- Executive Summary
- Project Goals
- Data Sources
- Steps Performed
- Key Insights
- Visualizations and Results
- Quantitative Highlights
- Next Steps
This project analyzes ultra-marathon race data from 2019 to uncover trends in participant demographics, performance, and event characteristics. Insights focus on race distances, athlete performance, and gender-specific trends based on USA races in 2019.
- Clean and preprocess a large historical dataset of ultra-marathon events.
- Explore gender differences in participation and performance.
- Identify top-performing athletes and races based on speed and completion time.
- Analyze seasonal trends and how event distances influence athlete outcomes.
- Provide actionable insights to organizers, participants, and enthusiasts.
- Dataset size: 7,461,195 records with 13 features.
- Focused on USA races from 2019, filtering to standardized distances: 50km, 50mi, 100km, and 100mi.
-
Data Cleaning:
- Filtered for USA races and selected standard distances.
- Addressed missing values and corrected data types.
-
Data Transformation:
- Extracted useful fields like athlete age and country.
- Converted performance times into numeric formats.
-
Visualization and Statistical Analysis:
- Explored demographic trends, gender comparisons, and seasonal participation.
- Analyzed top-performing events and athletes.
-
Demographics:
- Male athletes dominate participation, especially in longer races.
- Average participant age: 41 years.
-
Performance Highlights:
- Fastest 50km finish time: 2.83 hours.
- Best-performing event: Caumsett Park 50K Championships.
-
Race Trends:
- 50km and 50mi races are the most popular.
- Spring and Summer seasons see the highest participation.
-
Gender-Specific Insights:
- Men are faster than women across all distances.
- Women exhibit more consistent speed in races.
-
Participation by Gender Across Distances:
A bar chart showing the number of male and female participants in 50km, 50mi, 100km, and 100mi races.

-
Age Distribution of Athletes:
A histogram showing the distribution of athletes’ ages, highlighting the concentration around 30-50 years.

-
Average Speed by Gender and Distance:
A grouped bar chart comparing average speeds of male and female athletes across distances.

-
Seasonal Participation:
A pie chart displaying the percentage of races held in each season (spring, summer, fall, winter).

-
Top 5 Events with Fastest Finish Times:
A horizontal bar chart listing events with the fastest average completion times.

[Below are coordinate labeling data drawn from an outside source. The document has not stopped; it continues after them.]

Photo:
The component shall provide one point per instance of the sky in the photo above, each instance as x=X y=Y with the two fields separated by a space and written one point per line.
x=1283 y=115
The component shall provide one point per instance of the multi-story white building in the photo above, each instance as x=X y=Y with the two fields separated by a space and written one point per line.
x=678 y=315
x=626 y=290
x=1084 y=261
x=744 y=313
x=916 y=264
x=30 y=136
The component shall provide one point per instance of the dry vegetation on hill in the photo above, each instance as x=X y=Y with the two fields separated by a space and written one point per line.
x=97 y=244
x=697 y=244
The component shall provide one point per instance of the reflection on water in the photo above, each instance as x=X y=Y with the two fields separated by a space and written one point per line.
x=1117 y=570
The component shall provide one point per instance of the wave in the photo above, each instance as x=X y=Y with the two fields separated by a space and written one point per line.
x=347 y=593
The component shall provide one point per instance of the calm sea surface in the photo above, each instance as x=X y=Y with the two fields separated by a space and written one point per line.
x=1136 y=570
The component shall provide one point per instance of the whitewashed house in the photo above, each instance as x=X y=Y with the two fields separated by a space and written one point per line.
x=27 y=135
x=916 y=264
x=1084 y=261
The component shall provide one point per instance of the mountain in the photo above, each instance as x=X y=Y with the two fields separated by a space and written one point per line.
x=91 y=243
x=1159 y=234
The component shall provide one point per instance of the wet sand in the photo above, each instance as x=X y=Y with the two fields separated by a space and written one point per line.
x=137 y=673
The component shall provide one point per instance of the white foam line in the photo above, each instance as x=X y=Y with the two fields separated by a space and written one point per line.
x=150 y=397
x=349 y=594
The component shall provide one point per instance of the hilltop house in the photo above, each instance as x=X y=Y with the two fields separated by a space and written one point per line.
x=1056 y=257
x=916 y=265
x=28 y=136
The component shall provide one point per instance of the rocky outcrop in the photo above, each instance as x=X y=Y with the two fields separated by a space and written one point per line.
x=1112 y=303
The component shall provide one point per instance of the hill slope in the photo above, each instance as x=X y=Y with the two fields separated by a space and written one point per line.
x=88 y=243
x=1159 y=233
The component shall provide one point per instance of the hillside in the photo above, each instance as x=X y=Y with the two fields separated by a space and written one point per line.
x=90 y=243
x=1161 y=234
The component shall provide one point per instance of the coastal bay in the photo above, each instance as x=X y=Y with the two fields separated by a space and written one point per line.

- Total records in dataset: 7,461,195.
- Filtered dataset size: 88,064 (USA events, 2019).
- Fastest 50km time: 2.83 hours.
- Longest event time: 120 hours (Across the Years event).
- Popular event: AZT Oracle Rumble 50km with 159 participants.
- Extend analysis to multi-year trends for other regions.
- Build predictive models for performance based on historical data.
- Create dynamic dashboards to track trends in real time.